We're working with him now to figure out what happened.




Out of curiosity, not hostility, why can a user not delete their own account? Why is there no obvious account option that says 'permanently delete account' which would remove a user from the site? All the content would still be there, the user would simply lose the ability to create more content and make edits?


Short answer: most users can do exactly that.

There's an automated process that confirms the request via email and starts a timer that, if not cancelled, removes the account. For accounts with a non-trivial number of posts we hold them for manual confirmation just to prevent unfortunate accidents (there's no undo - more on that next) but all it involves is an affirmative response from an email associated with the account.

The longer answer is... This is one of those very early design decisions that, in hindsight, was probably sub-optimal.
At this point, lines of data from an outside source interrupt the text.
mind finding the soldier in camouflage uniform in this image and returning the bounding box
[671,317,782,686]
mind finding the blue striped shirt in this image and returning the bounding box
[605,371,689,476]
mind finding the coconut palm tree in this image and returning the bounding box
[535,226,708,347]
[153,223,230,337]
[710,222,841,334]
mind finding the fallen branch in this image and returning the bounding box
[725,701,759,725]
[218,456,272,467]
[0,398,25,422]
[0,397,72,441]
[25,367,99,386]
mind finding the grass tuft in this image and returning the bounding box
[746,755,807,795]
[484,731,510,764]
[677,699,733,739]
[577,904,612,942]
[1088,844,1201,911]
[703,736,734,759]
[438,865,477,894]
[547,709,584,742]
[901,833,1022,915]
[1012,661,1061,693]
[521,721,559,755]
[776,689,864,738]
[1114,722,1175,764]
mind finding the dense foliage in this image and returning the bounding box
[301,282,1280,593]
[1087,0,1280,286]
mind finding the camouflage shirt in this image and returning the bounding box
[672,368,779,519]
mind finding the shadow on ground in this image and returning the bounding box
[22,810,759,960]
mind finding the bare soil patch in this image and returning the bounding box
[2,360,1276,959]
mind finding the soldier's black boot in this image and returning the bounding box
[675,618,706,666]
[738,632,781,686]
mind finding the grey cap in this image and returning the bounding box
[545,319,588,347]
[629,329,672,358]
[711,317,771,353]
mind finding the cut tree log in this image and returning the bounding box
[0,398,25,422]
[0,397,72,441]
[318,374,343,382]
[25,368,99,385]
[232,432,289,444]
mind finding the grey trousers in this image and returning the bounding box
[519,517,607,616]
Ideally, account deletion would amount to nothing more than flipping a bit on a database record, at least in the short term - if someone regretted their decision a day later, no harm done; just flip it back. But things are not ideal, and deleting an account actually purges rather a lot of information that can't easily be restored - so given that a non-trivial number of users do change their minds (especially those with a long history of activity that will be lost), it's worth everyone's time to make double-sure before hitting the big red button.

We've slowly been improving the process over the past few years, but it's still no where near ideal from anyone's perspective. I could go into more detail, but... Can sum it up with, "We're now only wasting ridiculous amounts of time on this instead of utterly insane amounts of time".


I love when action is taken after people write successful blog posts.


Protip: if you really want prompt action taken, just write what you need in the email and leave it at that. The folks doing support for stuff like this handle hundreds of emails a day, and every time we need to wait for a reply from someone before proceeding that's gonna slow everything down.

Blog posts are always fun, and certainly brighten up what is otherwise a dreadfully boring task, but... not really the best way to get action if that's all you're after.